The city has also kept rich houses in the so-called Brugian or Flemish
style and rich museums showing paintings by the Flemish primitive
painters (Van Eyck, Van der Goes, Memling...)
Source: Guido Peeters. Bruges. Encyclopaedia Universalis.
Ivan Sache, 13 April 2005
The municipal flag of Bruges is horizontally divided into eight white-red-white-red-white-red-white-red stripes with a blue lion in the middle. The lion has a yellow crown and necklace with a small yellow cross and red claws.
The flag is a banner of the municipal arms, which were granted on
October 20, 1819 and confirmed on February 26, 1842.
The oldest known seal of Bruges dates from 1199. It shows a fortress
and some fleurs-de-lis. A second seal shows a similar composition. The
arms first appeared on a third seal, known since the late XIIIth century.

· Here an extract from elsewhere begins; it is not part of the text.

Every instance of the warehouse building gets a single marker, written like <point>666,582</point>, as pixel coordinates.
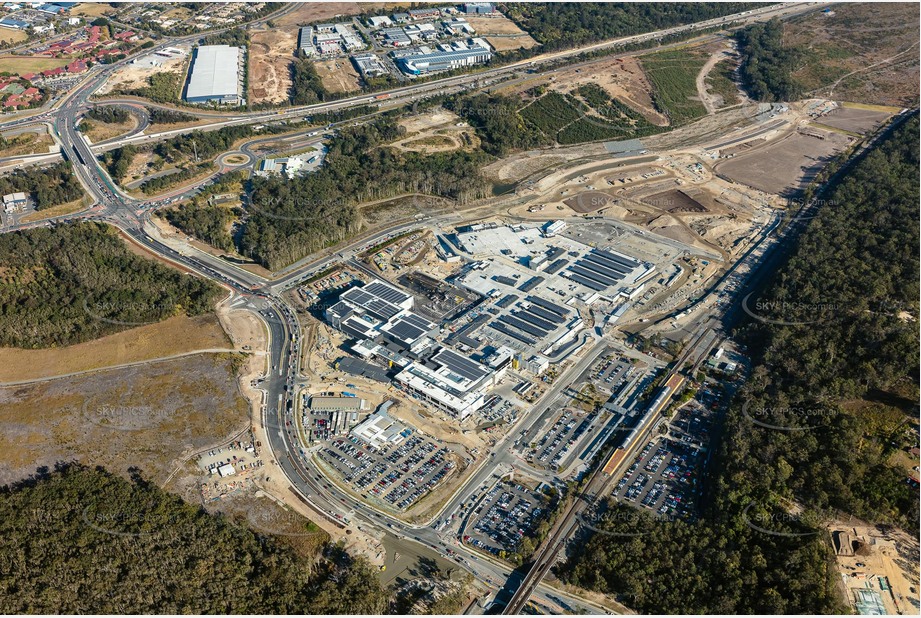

The seal still shows a fortress or city gate, but in the base of the
seal is a small shield with the bars and lion. In the seal from 1289
the number of bars was increased form six to eight. The meaning of the bars,
however is not known.
The arms were first officially granted by the Count of Flanders in
1304. The lion is most likely derived from the lion of
Flandersshown in a different colour (blue instead of black).
The colours are known since the XIVth century.
Source: International Civic Heraldry website, by Ralf Hartenmink, quoting Servais' Armorial de Belgique and information given by the municipal administration.
Ivan Sache, 13 April 2005
Former municipal flags of Bruges, c. 1900 - Images by Ivan Sache, 12 June 2005
Nouveau Larousse Illustré, Dictionnaire Universel
Encyclopédique (7 volumes, published in Paris, 1898-1904) shows the flags of the main Belgian cities, then based on the traditional colours of the cities.
Two flags are shown for Bruges, both horizontally divided red-white-blue but differing by the ratio of the stripes, 1:6:1 and 1:1:1, respectively.